Hasker joined the Bloods at the age of 13. After his mom had been diagnosed with paranoid schizophrenia, one of his closest friends (who was the highest ranking Blood in Trenton) was able to offer him what appeared to be brotherhood and protection. By the age of 17, Hasker had earned the respect of his peers, becoming the youngest Five Star General Blood in Trenton.
In New Jersey’s capital, which is home to a large Blood population, the gang is involved in two enterprises: drugs and violence. These two outlets consumed Hasker’s adolescent years; in fact, he drove around selling drugs for 10 hours every day. Hasker now admits that if his life had continued on that path, “I would be dead or in jail.”
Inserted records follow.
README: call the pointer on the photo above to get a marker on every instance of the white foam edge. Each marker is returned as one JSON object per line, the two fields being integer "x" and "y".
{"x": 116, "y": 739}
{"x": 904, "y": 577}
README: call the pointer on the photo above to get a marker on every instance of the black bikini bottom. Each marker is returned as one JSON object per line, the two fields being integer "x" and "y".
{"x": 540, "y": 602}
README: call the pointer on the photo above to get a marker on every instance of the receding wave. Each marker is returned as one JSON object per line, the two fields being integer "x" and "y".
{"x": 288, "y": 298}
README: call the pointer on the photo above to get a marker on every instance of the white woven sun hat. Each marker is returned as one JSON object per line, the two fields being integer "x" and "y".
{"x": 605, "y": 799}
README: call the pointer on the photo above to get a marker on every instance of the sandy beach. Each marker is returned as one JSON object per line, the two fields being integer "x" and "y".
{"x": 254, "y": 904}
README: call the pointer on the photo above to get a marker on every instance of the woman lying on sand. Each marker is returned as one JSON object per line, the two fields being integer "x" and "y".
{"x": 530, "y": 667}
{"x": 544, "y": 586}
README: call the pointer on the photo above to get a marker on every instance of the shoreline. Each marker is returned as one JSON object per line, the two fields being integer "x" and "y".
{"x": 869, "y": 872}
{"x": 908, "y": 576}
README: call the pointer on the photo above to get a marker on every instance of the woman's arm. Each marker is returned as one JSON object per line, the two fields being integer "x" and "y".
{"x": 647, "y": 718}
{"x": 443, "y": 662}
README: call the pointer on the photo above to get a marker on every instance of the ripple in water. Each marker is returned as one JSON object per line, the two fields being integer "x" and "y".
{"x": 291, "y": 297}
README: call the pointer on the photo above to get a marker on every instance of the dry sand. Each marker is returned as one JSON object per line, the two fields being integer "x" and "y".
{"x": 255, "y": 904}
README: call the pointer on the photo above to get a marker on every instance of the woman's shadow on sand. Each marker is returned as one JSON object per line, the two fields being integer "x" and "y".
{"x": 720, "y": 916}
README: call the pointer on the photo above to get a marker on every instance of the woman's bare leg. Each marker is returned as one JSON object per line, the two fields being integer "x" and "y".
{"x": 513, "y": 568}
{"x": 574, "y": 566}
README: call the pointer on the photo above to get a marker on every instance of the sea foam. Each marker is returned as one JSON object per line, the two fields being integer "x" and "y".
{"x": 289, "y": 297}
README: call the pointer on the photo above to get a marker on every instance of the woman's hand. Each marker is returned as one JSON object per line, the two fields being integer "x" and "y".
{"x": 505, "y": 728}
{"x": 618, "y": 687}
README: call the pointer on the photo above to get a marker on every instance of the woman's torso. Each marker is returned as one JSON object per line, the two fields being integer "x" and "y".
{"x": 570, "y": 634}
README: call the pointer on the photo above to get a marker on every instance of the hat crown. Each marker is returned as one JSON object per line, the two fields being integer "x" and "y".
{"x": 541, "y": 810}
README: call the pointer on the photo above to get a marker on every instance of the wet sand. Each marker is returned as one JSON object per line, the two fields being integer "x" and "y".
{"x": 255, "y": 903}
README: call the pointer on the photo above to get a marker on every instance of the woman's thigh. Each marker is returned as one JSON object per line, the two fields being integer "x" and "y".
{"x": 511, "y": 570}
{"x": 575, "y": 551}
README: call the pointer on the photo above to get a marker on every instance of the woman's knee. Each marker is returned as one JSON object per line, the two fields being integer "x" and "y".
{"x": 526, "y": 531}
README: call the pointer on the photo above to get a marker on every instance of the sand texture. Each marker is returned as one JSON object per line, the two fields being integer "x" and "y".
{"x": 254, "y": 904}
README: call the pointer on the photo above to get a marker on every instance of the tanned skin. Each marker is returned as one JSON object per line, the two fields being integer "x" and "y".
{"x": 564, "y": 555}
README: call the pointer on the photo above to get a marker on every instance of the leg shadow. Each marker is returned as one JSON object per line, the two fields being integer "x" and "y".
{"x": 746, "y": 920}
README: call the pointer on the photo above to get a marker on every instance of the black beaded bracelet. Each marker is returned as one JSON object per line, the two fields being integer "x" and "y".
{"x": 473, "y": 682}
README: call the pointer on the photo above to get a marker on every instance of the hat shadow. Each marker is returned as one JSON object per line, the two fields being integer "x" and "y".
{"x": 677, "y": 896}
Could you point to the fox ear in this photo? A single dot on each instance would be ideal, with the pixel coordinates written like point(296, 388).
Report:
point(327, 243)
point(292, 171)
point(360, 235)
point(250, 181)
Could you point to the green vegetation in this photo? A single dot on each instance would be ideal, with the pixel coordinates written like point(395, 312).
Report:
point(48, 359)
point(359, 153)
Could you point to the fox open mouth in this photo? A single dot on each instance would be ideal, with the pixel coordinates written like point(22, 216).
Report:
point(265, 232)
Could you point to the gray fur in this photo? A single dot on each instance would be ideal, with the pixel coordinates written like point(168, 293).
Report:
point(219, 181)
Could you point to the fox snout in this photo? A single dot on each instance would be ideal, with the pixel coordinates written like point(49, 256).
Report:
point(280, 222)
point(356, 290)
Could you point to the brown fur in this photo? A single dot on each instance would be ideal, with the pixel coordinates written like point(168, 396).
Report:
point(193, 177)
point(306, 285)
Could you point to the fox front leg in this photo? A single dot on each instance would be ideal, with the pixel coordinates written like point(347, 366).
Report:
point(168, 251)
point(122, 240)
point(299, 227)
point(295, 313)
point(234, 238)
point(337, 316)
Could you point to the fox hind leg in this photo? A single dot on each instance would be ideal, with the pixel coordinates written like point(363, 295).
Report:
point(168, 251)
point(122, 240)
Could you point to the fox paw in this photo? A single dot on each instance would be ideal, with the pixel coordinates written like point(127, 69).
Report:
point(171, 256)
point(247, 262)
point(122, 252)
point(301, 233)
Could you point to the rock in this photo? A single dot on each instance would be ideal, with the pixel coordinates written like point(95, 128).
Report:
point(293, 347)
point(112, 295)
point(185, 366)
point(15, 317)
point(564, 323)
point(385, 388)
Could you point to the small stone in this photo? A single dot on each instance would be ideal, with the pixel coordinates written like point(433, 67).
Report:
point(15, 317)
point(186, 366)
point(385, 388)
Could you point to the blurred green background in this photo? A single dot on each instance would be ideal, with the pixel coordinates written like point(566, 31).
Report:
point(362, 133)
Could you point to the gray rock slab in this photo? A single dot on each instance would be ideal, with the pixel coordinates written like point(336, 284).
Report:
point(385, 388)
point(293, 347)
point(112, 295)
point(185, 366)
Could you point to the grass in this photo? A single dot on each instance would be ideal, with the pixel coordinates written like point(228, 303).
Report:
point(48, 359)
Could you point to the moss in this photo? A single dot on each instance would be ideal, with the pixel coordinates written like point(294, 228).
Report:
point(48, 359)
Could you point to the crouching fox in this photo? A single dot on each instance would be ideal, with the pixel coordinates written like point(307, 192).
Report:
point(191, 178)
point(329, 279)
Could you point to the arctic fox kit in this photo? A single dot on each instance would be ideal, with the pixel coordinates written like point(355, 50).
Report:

The police raided his mother’s house, where they found a massive amount of illegal drugs that Hasker had been storing to sell on his daily runs. When he came to the realization that 5-10 years of incarceration awaited, he knew his life needed to change dramatically. Months later, he found himself at the altar of a men’s conference in Atlanta where he offered his life to the Lord.
Hasker realized that following Jesus meant leaving the Bloods. As a senior officer in the gang with access to most of its information, no one would allow him to quit. As soon as other members noticed his increasing absence, they put a hit on him, which gave all Bloods permission to jump him. After weeks of being mugged regularly (and cleaning his wounds at the local church), Hasker received a letter from an incarcerated Bloods leader, notifying him that he was free to leave the gang.
Nevertheless, Hasker chose to stay in Trenton as a witness to his neighborhood. “A lot of people in the urban community,” says Hasker, “don’t know about this blessed hope. They don’t know that there is another way out. I feel like it’s my job to better my life and let them know.” Now, Hasker is doing just that — telling people that there is hope in Jesus.
The man who jumped him, robbed him and left him on the street turned out to be one of the first people who Hasker reached with The Gospel. After the mugging, the man was jailed and looking at a future with 10 years in prison. Brazenly, he asked Hasker for help. After Hasker’s initial incredulity, the Lord prompted him to extend grace, just as grace had been given to him. Hasker decided to sign an affidavit that gave his attacker a way out of the sentence. Upon his release, the man became a committed Christian, rapping The Gospel as a means of evangelization.
According to Hasker, getting an education at VFCC is another step toward that end. “Being at this college has redirected my path and reformed my worldview. Faculty members have allowed me to mess up and then showed me how to do it correctly. … There are not many places that will create opportunities for you to fulfill what God has called you to do. ... VFCC makes it their business to get personal with the students so that each student has a chance.”